See also article in Financial Times
Apparently, a human (Kellin Pelrine, a solid player but not even a Go professional) was able to beat some state-of-the-art Go AIs (KataGo and Leela Zero) by learning to play an adversarial policy found using RL. Notice that he studied the policy before the match and didn't receive any AI advice during play.
I'm not surprised adversarial policies for Go AIs are possible, this is in line with previous results about RL and adversarial examples more generally. I am surprised this adversarial policy is teachable to humans without colossal effort.
This is some evidence against the "scaling hypothesis", i.e. evidence that something non-trivial and important is missing from modern deep learning in order to reach AGI. The usual counterargument to the argument from adversarial examples is: maybe if we could directly access a human brain, we could find adversarial examples against humans. I can believe that it's possible to defeat a Go professional by some extremely weird strategy that causes them to have a seizure or something in that spirit. But, is there a way to do this that another human can learn to use fairly easily? This stretches credulity somewhat.
Notice also that (AFAIK) there's no known way to inoculate an AI against an adversarial policy without letting it play many times against it (after which a different adversarial policy can be found). Whereas even if there's some easy way to "trick" a Go professional, they probably wouldn't fall for it twice.

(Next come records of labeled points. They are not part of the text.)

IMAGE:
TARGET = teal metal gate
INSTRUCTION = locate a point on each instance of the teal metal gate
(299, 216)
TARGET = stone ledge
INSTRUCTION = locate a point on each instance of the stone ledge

Yeah, but I think I registered that bizarreness as being from the ANN having a different architecture and abstractions of the game than we do. Which is to say, my confusion is from the idea that qualitatively this feels in the same vein as playing a move that doesn’t improve your position in a game-theoretic sense, but which confuses your opponent and results in you getting an advantage when they make mistakes. And that definitely isn’t trained adversarially against a human mind, so I would expect that the limit of strategies like this would allow for otherwise objectively far weaker players to defeat opponents they’ve customised their strategy to.